2020 Assam mob lynchings refer to the mob lynching incidents occurred in the Northeast Indian state of Assam in 2020.

Lynching of Jahnobi gogoi
Muslim neighbours threaten to kill  Jahnobi Gogoi in Nazira district for watching Ramayana serial during Ramzan. In a shocking incident, two locals, Samiruddin Ali and Mobidul Rahman attacked a poor Hindu woman in Assam’s Nazira district, for ‘watching TV in her house during the month of Ramzan’. The Muslim neighbours prohibited the woman from watching TV, citing Ramzan. After this, they allegedly gathered in large numbers with sharp weapons and started assaulting the woman. They attempted to murder her by strangulating her.

Lynching of Sanatan Deka 
On 23 May 2020, a vegetable vendor Sanatan Deka was beaten to death by five Muslims at Monahkuchi village, Kamrup district, Assam. Police was able to arrest 2 prime accused.
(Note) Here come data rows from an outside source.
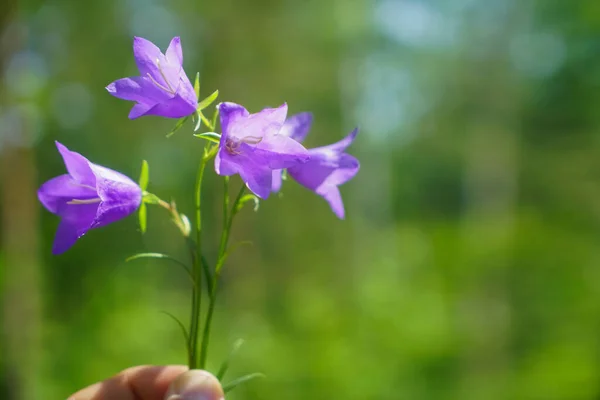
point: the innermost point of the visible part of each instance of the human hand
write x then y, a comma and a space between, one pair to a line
173, 382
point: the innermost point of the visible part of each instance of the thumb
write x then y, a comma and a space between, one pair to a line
195, 384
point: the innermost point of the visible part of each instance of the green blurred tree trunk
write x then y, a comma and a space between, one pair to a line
20, 290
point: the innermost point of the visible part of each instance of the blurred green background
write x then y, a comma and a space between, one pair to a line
469, 263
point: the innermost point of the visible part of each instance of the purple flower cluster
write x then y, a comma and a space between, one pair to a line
89, 196
258, 147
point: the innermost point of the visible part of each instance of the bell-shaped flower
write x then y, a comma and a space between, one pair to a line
251, 145
162, 88
328, 167
89, 196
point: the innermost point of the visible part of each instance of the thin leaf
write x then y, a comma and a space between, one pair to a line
164, 257
207, 273
206, 122
210, 136
231, 385
182, 326
142, 216
144, 175
177, 126
215, 116
198, 122
225, 366
208, 101
187, 227
197, 85
150, 198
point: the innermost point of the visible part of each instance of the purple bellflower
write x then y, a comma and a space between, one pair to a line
328, 167
88, 197
162, 88
251, 145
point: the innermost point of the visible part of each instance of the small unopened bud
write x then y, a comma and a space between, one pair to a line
195, 384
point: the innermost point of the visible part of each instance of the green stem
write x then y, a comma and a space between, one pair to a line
227, 223
199, 266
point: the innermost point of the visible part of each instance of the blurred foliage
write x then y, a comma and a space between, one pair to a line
468, 266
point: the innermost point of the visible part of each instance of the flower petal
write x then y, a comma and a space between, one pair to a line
224, 164
136, 88
151, 62
334, 198
114, 187
279, 151
112, 211
77, 166
277, 180
174, 52
139, 110
177, 107
323, 172
240, 125
297, 126
254, 173
58, 191
230, 114
76, 221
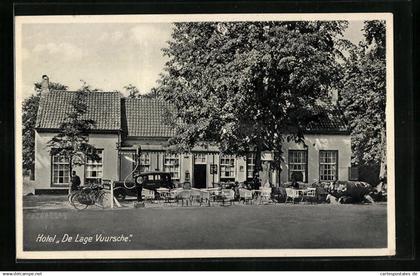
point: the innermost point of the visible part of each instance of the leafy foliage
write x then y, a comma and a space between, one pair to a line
364, 96
248, 86
133, 91
29, 111
72, 141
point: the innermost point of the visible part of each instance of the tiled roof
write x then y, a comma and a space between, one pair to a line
331, 120
144, 118
103, 107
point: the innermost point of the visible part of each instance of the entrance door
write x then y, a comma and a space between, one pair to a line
200, 178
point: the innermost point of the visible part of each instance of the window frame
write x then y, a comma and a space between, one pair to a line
230, 178
177, 166
95, 164
250, 156
141, 166
336, 164
289, 174
53, 184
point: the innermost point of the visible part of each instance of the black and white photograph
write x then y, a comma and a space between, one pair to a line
191, 136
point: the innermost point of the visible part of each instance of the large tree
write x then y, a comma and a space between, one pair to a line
248, 86
29, 112
363, 99
72, 142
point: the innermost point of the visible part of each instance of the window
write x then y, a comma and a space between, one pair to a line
144, 162
60, 170
298, 165
200, 158
171, 165
328, 165
250, 165
94, 169
227, 168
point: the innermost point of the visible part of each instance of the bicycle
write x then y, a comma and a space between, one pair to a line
86, 196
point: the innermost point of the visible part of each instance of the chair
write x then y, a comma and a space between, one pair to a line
205, 197
265, 195
292, 194
310, 195
149, 195
245, 195
228, 195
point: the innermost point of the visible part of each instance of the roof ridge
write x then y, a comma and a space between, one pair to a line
74, 91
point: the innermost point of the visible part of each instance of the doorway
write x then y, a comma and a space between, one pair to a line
200, 176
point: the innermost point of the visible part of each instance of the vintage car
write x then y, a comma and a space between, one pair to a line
147, 180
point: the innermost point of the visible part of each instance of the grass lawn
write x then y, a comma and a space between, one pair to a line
241, 226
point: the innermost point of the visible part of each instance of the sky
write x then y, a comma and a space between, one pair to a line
106, 56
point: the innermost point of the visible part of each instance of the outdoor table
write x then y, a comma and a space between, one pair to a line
305, 193
256, 193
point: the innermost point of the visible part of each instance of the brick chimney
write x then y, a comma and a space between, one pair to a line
45, 84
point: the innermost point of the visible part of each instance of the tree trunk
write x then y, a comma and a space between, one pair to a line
257, 168
71, 172
382, 171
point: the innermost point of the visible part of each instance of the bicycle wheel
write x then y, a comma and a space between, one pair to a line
100, 199
74, 199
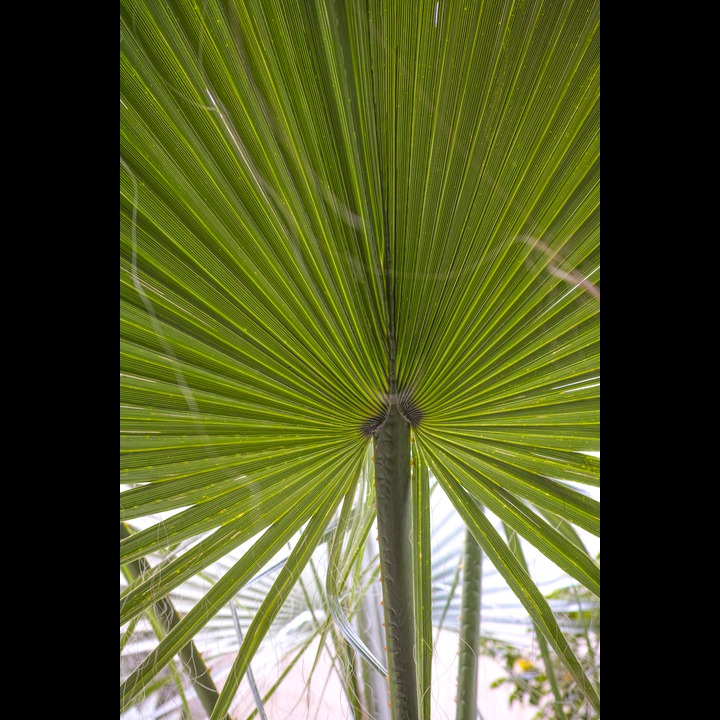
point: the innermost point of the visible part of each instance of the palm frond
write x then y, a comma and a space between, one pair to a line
329, 210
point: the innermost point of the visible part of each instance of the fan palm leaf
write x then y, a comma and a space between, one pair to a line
332, 214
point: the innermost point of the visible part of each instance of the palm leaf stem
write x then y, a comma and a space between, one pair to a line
469, 647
Lynching of Paragjyoti Neog 
On 23 May 2020, Paragjyoti Neog, a resident of Upper Assam's Chabua, was killed by a muslim mob.

Lynching of Rituparna Pegu 
On 12 June 2020, a man named Rituparna Pegu was lynched was stabbed to death in broad daylight in Guwahati. A muslim family was arrested. The incident caused protests in Guwahati.